Annual allowance – You don’t have to pay income tax on any money that you pay into your pension. But there is a limit (currently £40,000) on how much tax-free money you can pay into your pension in a year, which is set by the Government and is called the ‘annual allowance’. You can also go back 3 years and invest unused allowances for that period.
Annuity – An amount paid every year to someone from their insurance or pension policy.
Assets – Things you own, like buildings, cars, stock and money in the bank.
Automatic enrolment – The Government has introduced a new law designed to help people save more for their retirement. All employers must enroll their employees into a workplace pension scheme by 2018.
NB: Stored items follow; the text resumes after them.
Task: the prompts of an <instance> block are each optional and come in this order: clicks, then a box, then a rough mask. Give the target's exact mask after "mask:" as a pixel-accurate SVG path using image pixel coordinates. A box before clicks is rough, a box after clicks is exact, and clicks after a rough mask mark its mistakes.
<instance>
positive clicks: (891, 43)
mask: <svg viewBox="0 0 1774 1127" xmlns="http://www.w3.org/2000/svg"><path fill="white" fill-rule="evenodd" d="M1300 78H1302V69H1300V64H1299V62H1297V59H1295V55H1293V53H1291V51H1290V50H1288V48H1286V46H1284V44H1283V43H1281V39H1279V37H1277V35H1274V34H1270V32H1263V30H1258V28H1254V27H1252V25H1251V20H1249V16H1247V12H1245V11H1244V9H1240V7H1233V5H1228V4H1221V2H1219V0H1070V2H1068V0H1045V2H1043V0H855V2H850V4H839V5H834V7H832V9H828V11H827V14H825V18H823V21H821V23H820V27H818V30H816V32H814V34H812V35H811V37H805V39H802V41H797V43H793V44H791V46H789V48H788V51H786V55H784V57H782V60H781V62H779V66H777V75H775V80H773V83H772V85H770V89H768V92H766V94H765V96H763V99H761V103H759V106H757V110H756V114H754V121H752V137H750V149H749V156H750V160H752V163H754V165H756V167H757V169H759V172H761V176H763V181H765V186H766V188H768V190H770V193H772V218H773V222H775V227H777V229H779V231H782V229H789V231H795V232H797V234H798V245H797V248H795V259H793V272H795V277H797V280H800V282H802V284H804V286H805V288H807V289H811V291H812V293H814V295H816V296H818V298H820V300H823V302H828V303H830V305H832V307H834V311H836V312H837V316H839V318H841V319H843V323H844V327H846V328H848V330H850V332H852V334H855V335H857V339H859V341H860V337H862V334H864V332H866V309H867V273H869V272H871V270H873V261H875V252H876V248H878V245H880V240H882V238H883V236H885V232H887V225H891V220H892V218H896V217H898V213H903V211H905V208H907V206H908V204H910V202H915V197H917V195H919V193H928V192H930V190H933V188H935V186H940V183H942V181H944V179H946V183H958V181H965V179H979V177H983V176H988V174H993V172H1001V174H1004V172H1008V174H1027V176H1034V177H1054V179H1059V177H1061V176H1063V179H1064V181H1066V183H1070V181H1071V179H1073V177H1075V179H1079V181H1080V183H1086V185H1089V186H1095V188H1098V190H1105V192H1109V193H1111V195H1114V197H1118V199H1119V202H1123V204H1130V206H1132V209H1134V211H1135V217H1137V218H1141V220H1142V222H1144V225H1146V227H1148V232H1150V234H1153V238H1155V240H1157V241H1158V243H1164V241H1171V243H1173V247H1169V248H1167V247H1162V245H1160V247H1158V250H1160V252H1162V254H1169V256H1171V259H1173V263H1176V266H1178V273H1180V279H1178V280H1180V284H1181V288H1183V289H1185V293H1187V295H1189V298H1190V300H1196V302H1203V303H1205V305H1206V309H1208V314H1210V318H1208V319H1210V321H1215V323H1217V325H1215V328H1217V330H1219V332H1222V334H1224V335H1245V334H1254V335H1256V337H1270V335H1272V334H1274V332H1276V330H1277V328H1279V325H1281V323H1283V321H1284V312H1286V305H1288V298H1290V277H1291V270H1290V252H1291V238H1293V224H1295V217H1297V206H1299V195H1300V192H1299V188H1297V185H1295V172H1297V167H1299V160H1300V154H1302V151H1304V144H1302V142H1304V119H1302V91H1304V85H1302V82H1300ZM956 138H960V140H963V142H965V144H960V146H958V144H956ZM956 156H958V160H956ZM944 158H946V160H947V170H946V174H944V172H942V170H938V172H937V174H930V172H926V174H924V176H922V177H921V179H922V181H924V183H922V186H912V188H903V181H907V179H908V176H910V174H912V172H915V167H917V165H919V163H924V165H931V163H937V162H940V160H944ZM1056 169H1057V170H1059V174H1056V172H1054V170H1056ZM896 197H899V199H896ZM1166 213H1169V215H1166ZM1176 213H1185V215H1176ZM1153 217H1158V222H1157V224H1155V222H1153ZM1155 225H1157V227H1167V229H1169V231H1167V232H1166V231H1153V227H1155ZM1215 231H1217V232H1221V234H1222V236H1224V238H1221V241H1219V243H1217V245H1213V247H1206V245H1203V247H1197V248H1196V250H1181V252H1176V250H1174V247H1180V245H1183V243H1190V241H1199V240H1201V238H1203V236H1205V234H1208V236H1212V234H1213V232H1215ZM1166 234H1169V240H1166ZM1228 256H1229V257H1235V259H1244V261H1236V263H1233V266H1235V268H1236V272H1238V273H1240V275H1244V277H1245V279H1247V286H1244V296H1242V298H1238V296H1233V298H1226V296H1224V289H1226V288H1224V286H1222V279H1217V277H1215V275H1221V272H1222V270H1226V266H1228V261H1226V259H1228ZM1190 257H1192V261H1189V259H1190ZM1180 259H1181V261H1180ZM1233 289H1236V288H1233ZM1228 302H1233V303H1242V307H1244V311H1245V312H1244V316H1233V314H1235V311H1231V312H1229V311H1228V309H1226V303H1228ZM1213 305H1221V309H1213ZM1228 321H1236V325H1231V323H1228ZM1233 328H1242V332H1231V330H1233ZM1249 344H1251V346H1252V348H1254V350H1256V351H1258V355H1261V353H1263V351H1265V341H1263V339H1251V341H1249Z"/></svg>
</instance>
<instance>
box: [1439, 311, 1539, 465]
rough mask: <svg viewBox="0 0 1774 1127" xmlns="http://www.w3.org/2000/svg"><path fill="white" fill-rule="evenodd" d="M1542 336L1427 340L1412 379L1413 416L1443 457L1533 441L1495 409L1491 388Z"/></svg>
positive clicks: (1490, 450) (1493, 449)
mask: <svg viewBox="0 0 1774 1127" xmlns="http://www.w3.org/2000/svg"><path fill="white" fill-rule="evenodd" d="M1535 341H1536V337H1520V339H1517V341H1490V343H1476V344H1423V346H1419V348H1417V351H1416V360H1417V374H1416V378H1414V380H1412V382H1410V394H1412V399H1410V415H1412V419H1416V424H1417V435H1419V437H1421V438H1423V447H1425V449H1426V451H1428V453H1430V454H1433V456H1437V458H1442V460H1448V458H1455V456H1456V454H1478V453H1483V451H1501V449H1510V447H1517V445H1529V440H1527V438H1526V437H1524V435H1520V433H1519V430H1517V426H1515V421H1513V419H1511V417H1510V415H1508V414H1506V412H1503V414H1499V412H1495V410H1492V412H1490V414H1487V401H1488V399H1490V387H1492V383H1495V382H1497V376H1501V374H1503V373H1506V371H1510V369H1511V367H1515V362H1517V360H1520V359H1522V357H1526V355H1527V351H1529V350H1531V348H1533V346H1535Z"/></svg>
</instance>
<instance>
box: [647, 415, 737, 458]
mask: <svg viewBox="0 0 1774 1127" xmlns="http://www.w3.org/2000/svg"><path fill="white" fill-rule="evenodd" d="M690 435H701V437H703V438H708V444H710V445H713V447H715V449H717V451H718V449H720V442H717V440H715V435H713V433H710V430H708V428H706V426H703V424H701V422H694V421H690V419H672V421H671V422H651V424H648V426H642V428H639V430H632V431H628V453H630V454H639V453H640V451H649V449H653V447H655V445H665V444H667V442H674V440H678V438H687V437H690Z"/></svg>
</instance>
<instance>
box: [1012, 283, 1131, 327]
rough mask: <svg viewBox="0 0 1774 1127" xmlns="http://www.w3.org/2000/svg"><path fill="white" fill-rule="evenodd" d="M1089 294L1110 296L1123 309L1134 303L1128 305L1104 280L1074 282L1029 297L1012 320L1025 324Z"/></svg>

Occupational pension – This is another word for a workplace pension scheme. It is organised by an employer to provide pension benefits for their employees, sometimes called a company scheme.
Personal pension – A pension you set up directly with a pension provider. You can either pay regular monthly amounts or a lump sum to the pension provider who will invest it on your behalf. It can also mean a retirement annuity set up before July 1988.
Pension – A pension is a way of saving for your retirement. If you put money into your pension regularly, you’ll get a regular income when you retire. You don’t have to pay tax on your pension contributions up to the annual allowance.
Workplace pension – A way of saving for your retirement that’s arranged by your employer. A change to law means that all employers must enroll their employees into a workplace scheme by 2018. Sometimes called an occupational pension.